Jonathan Albright, der Forschungsdirektor des Tow Center for Digital Journalism der Columbia University ist davon überzeugt, dass ähnlich bearbeitete Videos ein noch größeres Risiko für die Verbreitung von Desinformationen darstellen als komplett gefälschte Videos.
 
„Wenn auch nur ein Funken Wahrheit in einem bearbeiteten oder ausgedachten Inhalt steckt, steigt die Wahrscheinlichkeit, dass die Leute solche Nachrichten viel eher glauben. Auch wenn die Wahrheit so auf die Folter gespannt wird, der Inhalt wirkt real“, wird Albright von der amerikanischen Wochenzeitung Star Tribune zitiert.

Auf Regierungsebene

Nach dem ehemaligen amerikanischen Diplomaten Thomas Hanson geht es „um ein reales Gift, das sowohl von Einzelpersonen als auch durch einige Regierungen verbreitet werden wird“.
 
Eine Methode, wie man sich vor Fake News und darüber hinaus vor Deepfakes schützen kann, hat Jordan Peele bereits angedeutet – die Quellen verfolgen, von denen die Informationen stammen, sie überprüfen, umsichtig sein. Das Problem besteht allerdings darin, dass auch die vertrauenswürdigen Medien getäuscht werden können.
 
Die Vorsicht, Skepsis und das Misstrauen dem gegenüber, was wir lesen und sehen, birgt jedoch weitere Gefahren in sich.
 
„Wenn Sie in die Situation kommen, in der Sie alles anzweifeln, was Sie sehen und hören, geht das Vertrauen komplett verloren.

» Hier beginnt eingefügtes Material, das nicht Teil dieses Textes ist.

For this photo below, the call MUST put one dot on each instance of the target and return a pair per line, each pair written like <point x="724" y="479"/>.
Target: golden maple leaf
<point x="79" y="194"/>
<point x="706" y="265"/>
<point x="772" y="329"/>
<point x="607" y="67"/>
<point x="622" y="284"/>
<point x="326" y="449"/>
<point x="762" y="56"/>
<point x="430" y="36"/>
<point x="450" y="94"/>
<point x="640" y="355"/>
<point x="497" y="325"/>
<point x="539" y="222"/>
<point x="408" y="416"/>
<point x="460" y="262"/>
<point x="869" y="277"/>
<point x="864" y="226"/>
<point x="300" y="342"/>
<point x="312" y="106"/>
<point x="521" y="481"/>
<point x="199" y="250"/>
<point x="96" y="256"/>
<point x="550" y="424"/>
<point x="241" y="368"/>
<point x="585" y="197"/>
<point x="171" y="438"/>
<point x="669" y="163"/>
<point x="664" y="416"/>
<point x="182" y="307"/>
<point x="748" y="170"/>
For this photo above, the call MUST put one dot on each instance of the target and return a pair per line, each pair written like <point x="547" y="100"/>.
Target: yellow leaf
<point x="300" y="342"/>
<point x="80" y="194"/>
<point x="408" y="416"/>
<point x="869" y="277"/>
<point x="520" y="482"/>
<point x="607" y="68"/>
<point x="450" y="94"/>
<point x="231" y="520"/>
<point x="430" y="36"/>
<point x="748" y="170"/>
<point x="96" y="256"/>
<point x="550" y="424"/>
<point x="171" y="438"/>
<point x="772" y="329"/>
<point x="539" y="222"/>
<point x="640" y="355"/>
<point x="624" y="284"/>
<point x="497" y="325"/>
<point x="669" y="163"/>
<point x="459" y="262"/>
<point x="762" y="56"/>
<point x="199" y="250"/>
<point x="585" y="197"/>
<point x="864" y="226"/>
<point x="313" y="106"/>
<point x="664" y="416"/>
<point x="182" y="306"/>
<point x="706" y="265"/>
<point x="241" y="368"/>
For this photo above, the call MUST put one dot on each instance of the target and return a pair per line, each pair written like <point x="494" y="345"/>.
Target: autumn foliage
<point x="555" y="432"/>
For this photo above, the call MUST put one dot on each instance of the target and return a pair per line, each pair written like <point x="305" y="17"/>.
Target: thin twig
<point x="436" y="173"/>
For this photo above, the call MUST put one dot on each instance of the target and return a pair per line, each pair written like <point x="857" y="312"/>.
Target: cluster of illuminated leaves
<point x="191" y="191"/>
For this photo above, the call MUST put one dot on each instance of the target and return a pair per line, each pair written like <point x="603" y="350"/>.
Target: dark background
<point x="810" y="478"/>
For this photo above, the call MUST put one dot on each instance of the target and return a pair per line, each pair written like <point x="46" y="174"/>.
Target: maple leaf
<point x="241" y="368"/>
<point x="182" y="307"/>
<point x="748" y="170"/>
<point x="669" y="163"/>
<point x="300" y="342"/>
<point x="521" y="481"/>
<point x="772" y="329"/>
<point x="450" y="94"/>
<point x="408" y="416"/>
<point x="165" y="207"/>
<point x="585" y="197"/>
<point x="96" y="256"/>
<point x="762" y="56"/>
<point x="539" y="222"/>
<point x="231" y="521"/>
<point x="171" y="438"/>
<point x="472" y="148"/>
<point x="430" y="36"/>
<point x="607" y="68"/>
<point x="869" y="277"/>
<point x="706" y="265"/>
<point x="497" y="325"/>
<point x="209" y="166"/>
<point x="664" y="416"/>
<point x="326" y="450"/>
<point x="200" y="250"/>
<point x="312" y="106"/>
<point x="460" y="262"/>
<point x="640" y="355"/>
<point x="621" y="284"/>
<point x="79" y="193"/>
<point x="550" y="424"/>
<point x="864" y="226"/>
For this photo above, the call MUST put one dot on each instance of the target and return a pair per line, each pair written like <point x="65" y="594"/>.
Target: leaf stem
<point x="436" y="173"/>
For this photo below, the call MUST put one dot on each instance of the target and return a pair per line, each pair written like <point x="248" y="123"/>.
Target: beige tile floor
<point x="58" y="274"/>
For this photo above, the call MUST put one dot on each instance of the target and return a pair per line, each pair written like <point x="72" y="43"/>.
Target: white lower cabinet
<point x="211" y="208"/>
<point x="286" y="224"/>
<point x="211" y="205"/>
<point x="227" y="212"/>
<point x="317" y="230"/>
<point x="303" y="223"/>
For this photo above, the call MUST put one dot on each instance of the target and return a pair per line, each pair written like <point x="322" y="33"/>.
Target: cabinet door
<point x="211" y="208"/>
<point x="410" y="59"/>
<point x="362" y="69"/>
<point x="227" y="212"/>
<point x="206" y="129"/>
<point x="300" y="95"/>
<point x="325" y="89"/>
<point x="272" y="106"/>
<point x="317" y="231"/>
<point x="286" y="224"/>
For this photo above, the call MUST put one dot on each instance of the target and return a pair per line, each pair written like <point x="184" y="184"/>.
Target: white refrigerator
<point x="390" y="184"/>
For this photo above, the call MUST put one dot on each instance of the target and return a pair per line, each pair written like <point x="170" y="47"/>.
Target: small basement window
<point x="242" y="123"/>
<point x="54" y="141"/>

Und wir müssen das Vertrauen in die Medien, die Demokratie und die Wahrheit bewahren“, sagt Hanson.
 
Seiner Meinung nach handelt es sich um einen unumkehrbaren Prozess, dass es zu einer neuen Phase der Fake News kommt, die mit der technischen Entwicklung in Verbindung steht. „Es wird notwendig sein, das nicht individuell, sondern global zu lösen, ähnlich wie heute schon gegen Cyberbedrohungen gekämpft wird“, wiederholt Hanson.